2. Golongan Maturidiyah
Golongan Maturidiyah membagi sesuatu perbuatan itu kepada: Hasan lidzātih,
qabīh lidzātih, dan sesuatu yang ada diantara keduanya dan ini tergantung pada
perintah dan larangan Allah Swt. Menurut mereka, akal semata tidak dapat
dijadikan landasan hukum, setiap hukum haruslah bereferensi kepada wahyu.
3. Golongan Asy’ariyah
Golongan Asy’ariyah berpendapat tidak ada yang bersifat baik dan buruk
menurut esensinya. Baik dan buruk bagi sesuatu adalah sifat yang datang
kemudian, bukan bersifat esensial.

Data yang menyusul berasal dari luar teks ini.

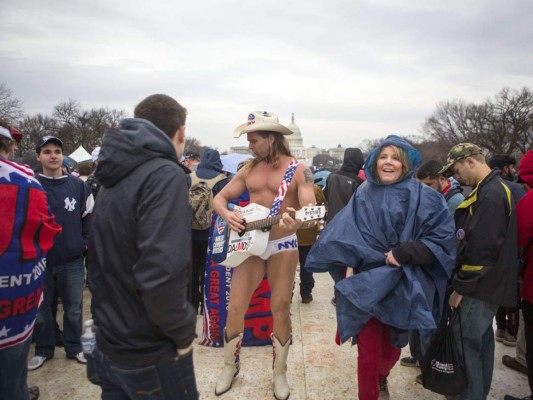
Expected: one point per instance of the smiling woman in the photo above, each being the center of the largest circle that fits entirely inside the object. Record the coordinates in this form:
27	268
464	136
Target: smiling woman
391	165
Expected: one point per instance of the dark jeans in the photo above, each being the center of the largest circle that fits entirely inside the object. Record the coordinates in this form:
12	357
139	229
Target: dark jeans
307	282
527	310
199	254
166	380
68	278
14	371
417	347
478	340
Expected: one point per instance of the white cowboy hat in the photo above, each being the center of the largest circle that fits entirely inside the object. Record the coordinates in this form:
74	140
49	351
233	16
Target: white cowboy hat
261	121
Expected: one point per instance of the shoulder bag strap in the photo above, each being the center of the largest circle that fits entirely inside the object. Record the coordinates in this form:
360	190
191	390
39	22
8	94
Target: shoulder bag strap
283	187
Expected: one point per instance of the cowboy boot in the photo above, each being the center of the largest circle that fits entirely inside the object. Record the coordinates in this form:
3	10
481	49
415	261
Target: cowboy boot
231	368
279	367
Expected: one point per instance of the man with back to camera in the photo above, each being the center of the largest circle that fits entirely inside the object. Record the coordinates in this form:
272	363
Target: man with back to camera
139	255
262	176
429	174
507	318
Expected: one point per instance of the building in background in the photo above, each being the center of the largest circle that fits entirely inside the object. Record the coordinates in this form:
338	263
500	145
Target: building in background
302	153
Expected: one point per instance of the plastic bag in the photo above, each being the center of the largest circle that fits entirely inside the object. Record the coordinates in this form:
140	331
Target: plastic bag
443	367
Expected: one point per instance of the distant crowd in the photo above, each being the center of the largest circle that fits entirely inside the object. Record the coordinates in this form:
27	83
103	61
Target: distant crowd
412	247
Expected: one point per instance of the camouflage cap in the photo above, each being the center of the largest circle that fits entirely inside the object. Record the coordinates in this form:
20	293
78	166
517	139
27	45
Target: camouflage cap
459	152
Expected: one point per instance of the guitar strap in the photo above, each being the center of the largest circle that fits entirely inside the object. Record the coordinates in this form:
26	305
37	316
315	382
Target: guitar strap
283	187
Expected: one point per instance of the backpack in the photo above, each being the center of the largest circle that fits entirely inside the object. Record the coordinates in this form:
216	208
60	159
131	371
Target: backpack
201	200
339	191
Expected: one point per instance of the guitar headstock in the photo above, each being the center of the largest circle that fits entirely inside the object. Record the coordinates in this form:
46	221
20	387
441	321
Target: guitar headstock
310	213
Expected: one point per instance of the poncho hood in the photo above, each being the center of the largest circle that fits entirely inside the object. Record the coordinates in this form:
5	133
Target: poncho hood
392	140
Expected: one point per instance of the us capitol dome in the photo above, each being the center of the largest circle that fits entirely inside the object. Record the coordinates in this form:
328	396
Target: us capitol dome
295	140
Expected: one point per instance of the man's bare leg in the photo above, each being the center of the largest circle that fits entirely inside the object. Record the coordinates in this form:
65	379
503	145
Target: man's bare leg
246	277
281	268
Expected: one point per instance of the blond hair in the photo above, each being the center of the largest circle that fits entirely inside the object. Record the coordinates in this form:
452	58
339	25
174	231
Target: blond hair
279	148
402	157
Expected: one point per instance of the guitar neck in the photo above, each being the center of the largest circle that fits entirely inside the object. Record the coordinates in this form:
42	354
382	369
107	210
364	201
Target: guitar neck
265	222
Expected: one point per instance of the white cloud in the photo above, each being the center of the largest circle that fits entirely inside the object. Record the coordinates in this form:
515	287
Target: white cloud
349	70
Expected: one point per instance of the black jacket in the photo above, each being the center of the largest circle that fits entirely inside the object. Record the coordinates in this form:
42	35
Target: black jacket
140	247
485	226
341	184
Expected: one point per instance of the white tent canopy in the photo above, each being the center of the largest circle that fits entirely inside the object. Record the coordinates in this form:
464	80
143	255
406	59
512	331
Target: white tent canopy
80	155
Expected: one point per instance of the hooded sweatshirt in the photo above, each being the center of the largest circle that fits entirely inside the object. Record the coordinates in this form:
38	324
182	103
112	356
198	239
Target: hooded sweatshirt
140	247
524	214
341	184
210	166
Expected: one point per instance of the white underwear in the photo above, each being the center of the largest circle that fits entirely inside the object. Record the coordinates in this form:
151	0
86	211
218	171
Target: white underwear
277	246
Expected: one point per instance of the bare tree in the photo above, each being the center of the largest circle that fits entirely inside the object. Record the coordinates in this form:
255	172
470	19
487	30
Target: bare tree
70	123
11	108
193	144
501	125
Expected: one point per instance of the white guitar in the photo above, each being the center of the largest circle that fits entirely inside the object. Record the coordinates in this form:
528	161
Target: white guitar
254	239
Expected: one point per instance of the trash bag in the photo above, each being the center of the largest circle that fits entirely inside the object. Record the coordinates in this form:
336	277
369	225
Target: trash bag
443	367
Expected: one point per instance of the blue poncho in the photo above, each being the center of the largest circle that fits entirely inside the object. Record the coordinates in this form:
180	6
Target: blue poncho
378	218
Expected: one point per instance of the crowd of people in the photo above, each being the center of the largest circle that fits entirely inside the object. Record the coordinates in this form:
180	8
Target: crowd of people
404	241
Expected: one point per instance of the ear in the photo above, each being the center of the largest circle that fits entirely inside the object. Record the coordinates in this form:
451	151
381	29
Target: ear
181	134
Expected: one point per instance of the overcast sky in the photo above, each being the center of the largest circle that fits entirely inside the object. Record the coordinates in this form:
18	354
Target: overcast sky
348	70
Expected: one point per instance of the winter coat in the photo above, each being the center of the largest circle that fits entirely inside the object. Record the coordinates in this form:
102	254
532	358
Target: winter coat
524	212
380	218
486	243
140	247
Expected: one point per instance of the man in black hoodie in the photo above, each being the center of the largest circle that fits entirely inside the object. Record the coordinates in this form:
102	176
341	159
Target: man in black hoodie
341	184
209	171
139	253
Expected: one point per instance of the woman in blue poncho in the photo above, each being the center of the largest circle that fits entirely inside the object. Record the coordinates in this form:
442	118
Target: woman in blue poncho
398	235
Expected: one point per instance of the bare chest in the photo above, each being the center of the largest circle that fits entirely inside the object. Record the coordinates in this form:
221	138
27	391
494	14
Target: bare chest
263	183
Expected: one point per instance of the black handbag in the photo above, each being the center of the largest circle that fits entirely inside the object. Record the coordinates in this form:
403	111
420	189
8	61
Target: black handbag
443	369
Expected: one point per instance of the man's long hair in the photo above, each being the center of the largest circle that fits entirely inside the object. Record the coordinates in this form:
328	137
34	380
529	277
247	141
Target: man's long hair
279	148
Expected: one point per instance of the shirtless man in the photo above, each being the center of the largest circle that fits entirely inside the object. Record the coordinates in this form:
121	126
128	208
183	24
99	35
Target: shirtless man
262	176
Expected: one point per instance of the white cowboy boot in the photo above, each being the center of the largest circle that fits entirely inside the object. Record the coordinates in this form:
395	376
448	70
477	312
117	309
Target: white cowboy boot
279	367
231	368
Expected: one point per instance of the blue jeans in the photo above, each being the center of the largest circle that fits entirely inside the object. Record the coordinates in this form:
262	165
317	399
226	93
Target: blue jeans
166	380
417	346
478	341
68	278
14	371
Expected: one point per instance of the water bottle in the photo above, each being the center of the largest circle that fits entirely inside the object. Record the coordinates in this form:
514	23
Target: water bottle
88	339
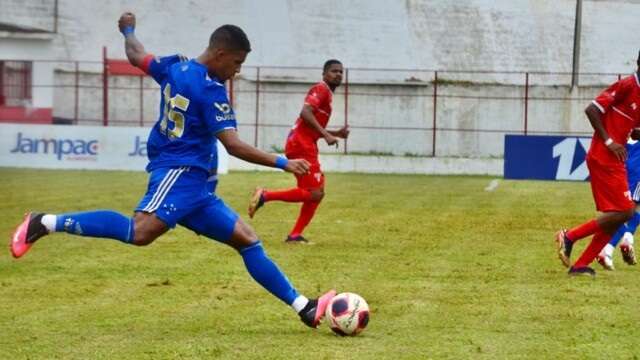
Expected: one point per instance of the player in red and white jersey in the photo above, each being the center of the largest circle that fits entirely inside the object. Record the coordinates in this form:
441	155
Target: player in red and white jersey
614	115
302	143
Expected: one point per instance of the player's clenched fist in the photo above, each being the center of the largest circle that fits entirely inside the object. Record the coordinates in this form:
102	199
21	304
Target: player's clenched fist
127	19
298	166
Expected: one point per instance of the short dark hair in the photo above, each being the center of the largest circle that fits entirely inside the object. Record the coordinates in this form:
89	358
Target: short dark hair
229	37
328	63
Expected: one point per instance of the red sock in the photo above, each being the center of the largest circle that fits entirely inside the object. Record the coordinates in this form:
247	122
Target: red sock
307	211
289	195
600	239
582	231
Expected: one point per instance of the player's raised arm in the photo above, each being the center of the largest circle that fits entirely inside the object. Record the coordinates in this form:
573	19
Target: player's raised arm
238	148
133	47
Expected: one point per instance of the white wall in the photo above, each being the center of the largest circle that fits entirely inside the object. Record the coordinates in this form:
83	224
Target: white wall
33	49
532	35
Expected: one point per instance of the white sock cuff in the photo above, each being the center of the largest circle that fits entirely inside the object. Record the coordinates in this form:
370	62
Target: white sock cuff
49	221
299	303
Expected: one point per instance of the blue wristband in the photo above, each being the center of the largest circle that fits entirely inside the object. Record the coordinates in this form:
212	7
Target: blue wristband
281	162
128	30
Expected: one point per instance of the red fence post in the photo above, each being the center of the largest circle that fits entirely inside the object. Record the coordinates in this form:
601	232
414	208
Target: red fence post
255	138
526	102
435	107
346	104
77	94
105	88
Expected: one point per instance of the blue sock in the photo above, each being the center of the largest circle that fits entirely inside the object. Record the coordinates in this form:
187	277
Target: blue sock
266	273
632	224
99	223
629	226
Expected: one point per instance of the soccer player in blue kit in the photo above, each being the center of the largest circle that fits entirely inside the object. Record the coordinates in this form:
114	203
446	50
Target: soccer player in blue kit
193	109
626	231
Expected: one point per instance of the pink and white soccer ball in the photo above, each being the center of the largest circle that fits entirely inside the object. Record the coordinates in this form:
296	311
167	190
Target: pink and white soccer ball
347	314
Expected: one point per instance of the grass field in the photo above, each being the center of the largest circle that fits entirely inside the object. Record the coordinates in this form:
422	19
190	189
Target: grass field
449	270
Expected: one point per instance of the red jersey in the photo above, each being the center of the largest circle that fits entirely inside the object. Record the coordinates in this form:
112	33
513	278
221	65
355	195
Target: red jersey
620	108
319	97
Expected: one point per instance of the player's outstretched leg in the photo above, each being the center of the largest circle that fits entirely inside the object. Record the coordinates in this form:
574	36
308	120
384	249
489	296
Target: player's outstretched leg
261	196
29	230
266	273
563	247
99	223
605	258
627	249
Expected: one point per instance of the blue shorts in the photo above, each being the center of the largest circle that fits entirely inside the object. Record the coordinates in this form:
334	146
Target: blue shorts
180	195
634	187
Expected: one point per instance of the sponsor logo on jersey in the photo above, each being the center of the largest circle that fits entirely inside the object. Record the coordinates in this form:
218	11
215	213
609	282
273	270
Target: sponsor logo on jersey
225	110
139	147
70	149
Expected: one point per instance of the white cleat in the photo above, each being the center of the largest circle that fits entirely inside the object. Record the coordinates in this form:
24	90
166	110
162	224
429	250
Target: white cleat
606	261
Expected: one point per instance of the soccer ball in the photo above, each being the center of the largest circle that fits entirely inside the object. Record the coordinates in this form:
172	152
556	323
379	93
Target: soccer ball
347	314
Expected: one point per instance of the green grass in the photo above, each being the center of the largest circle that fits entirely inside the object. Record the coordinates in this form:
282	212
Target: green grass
449	271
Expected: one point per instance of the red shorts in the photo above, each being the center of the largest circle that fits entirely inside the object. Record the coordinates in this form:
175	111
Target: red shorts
295	148
609	186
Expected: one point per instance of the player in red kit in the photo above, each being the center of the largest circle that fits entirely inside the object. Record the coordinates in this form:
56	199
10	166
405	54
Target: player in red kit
614	115
302	143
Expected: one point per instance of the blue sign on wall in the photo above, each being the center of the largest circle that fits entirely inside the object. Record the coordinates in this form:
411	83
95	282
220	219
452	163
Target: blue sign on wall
545	157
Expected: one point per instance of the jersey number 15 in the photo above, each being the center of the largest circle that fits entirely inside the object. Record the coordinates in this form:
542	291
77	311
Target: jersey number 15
172	123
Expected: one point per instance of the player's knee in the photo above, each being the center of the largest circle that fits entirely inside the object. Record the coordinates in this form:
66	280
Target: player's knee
317	195
628	214
243	236
143	238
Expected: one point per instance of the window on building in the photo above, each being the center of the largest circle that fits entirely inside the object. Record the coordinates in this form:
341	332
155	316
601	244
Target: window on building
15	83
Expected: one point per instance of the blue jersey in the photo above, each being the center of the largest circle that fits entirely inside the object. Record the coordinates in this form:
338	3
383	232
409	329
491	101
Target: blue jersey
193	108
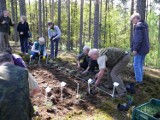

Yang membuat sesuatu baik atau buruk
adalah perintah atau larangan Allah Swt, akal tidak mempunyai kewenangan
menetapkannya.

BAB III

PENUTUP

A. Kesimpulan
Menurut istilah ahli fiqh, yang disebut hukum adalah bekasan dari titah Allah atau
sabda Rasulullah SAW. Apabila disebut syara’ maka yang dikehendaki adalah hukum
yang berkaitan dengan perbuatan manusia, yaitu yang dibicarakan dalam ilmu fiqh,
bukan hukum yang berkaitan dengan akidah dan akhlak. Jadi, tidak termasuk bahasan al-
hakam dalam ushul fiqih hukum-hukum yang bersifat bathiniyah seperti hukum aqidah
dan akhlaq.
Dalam ushul fiqih hukum hukum-hukum syariat di bagi menjadi dua macam.
Al-Ahkam at-Taklifiyyah (hukum taklifiyah)
Al-Ahkam al-Wadh'iyyah (hukum wadh’iyah)
Unsur-Unsur Hukum Islam yaitu Mahkum Bih, Mahkum ‘Alaih,Al-Hukmu dan Al-
Hakim.
DAFTAR PUSTAKA

Hasbullah, ‘Aly. Ushul Al-Tasyri’ al-islamy, Dar al-fikr, tth

Hamid, Abdul. Syarh Lathoif al-isyarat, al-haraomain, tth

al-‘imrithi, Syarifuddin. Taqrirat Nadzmu al-waroqot, tth

Dr. H. Nasrun Haroen Ushul Fiqh I(Jakarta : Logos Wacana Ilmu, 1997), 298-303.

Prof.DR.Rahmat Syafe’i, Ilmu Ushul Fiqih (Bandung : Pustaka Setia, 2007),333.